Şimdi, 12'nci maddeyle ilgili durum bu, 12'nci maddenin dışında, ayrıca, Basın Kartları Komisyonu’yla ilgili de durum yine yapılan düzenlemeyle şu hâle gelmiş oluyor: Basın Kartları Komisyonu’nun hamisi durumuna gelecek olan İletişim Başkanı, Basın Kartları Komisyonu’nda bir gazetecinin bile bulunmasına tahammül edemeyecek noktaya gelmiş. 9 kişilik Basın Kartları Komisyonu’nda gazetecilerin bulunmasına müsaade edilmeyecek her türlü önlem alınmaya çalışılmış. Bunlarla sınırlı değil tabii. Bu neden yapılıyor? Çünkü bu yasayla aynı zamanda medya operasyonları düzenlenmeye çalışılıyor.

'TBMM’ye parmak sallamasına kadar gitmiş'

Şimdi, biz bu yasa teklifini komisyonlarda haziran ayında görüştük, iki komisyon görüşmesinden sonra yasa teklifinin Genel Kurula gelmesi ertelendi ve bazı değişiklikler gerçekleştirildi. Bu değişikliklerden biri de yine Basın Kartı Komisyonu’nun kararlarının İletişim Başkanlığı tarafından onaylanmasının kaldırılması şeklinde oldu. Belli ki İletişim Başkanı’nın bazı düzenlemelerin kaldırılmasından ve ertelenmesinden duyduğu rahatsızlık TBMM’ye parmak sallamasına kadar gitmiş; en hafifinden gönderme niteliğinde bir karar almış oldu, bu karar da yasa teklifi ertelendikten sonra 5 Ağustos tarihinde bir Twitter paylaşımıyla ortaya çıktı. Bu Twitter paylaşımında, İletişim Başkanı, Dezenformasyonla Mücadele Merkezi kurulduğunu ve Başkanının da atandığını ilan etti.

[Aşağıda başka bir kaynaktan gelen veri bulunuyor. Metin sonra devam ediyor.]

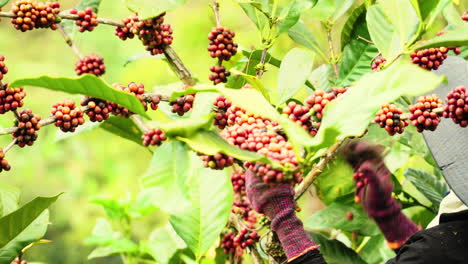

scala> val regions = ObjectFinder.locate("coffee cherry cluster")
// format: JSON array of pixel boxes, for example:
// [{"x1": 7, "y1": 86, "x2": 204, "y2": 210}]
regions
[
  {"x1": 11, "y1": 0, "x2": 60, "y2": 32},
  {"x1": 209, "y1": 66, "x2": 231, "y2": 84},
  {"x1": 208, "y1": 27, "x2": 237, "y2": 61},
  {"x1": 0, "y1": 83, "x2": 26, "y2": 114},
  {"x1": 443, "y1": 86, "x2": 468, "y2": 127},
  {"x1": 409, "y1": 94, "x2": 443, "y2": 132},
  {"x1": 170, "y1": 94, "x2": 195, "y2": 116},
  {"x1": 0, "y1": 149, "x2": 11, "y2": 172},
  {"x1": 200, "y1": 153, "x2": 234, "y2": 170},
  {"x1": 13, "y1": 109, "x2": 41, "y2": 148},
  {"x1": 50, "y1": 99, "x2": 85, "y2": 132},
  {"x1": 75, "y1": 54, "x2": 106, "y2": 76},
  {"x1": 70, "y1": 7, "x2": 99, "y2": 32},
  {"x1": 80, "y1": 96, "x2": 113, "y2": 122},
  {"x1": 115, "y1": 13, "x2": 173, "y2": 55},
  {"x1": 111, "y1": 82, "x2": 147, "y2": 117},
  {"x1": 374, "y1": 104, "x2": 408, "y2": 136},
  {"x1": 0, "y1": 55, "x2": 8, "y2": 81},
  {"x1": 213, "y1": 96, "x2": 232, "y2": 129},
  {"x1": 410, "y1": 47, "x2": 449, "y2": 70},
  {"x1": 141, "y1": 128, "x2": 166, "y2": 146},
  {"x1": 371, "y1": 57, "x2": 387, "y2": 71}
]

'Meslek örgütlerinin büyük bölümü karşı'

Bir yanıyla ‘sansür’ olarak değerlendirilen ama sadece bununla sınırlı kalmayan, diğer taraftan, yasa teklifini getiren arkadaşlarımız tarafından ‘dezenformasyon yasası’ olarak değerlendirilen -ki kesinlikle bir dezenformasyon mücadelesinin hiçbir unsurunu barındırmadığı gibi dezenformasyonu gölgelemeye yönelik bir düzenleme olan bu düzenleme- aynı zamanda, meslek örgütlerinin çok önemli bir kısmının karşı çıktığı, çok önemli bir kısmının katılmadığı ve desteklemediği bir düzenleme. Bu düzenlemede Adalet ve Kalkınma Partisi’ni destekleyen, Milliyetçi Hareket Partisi’ni destekleyen yerel gazeteciler de yok. Onların da tutumu bu yasa teklifinin kendilerini yok etme sürecini hızlandıracağı yönünde.

'Rehberimiz Büyük Atatürk olacak'

Adalet ve Kalkınma Partisi’nin medyayla ilgili operasyonları tabii ki Türkiye'nin basın ve demokrasi birikimleriyle ortadan kaldırılacak, Adalet ve Kalkınma Partisi’nin medya alanını bir operasyon alanı hâline getirmesi çok kısa bir zamanda son bulacak. Bunu hangi anlayışla yapacağız? Rehberimiz Büyük Atatürk olacak ve onun gösterdiği yol. Atatürk: ‘Basın, milletin müşterek sesidir. Bir milleti aydınlatma ve irşatta, bir millete muhtaç olduğu fikri gıdayı vermekte, hülasa bir milletin hedefi saadet olan müşterek bir istikamette yürümesini teminde basın başlı başına bir kuvvet, bir mektep, bir rehberdir’ demekte. Bu yasa teklifi, dezenformasyon odaklarını gölgelemeyi amaçlamaktadır. Dezenformasyon odakları doğru bilgiyle, halkın doğru bilgilendirilmesiyle, özgür ve bağımsız medyanın gücüyle engellenebilir.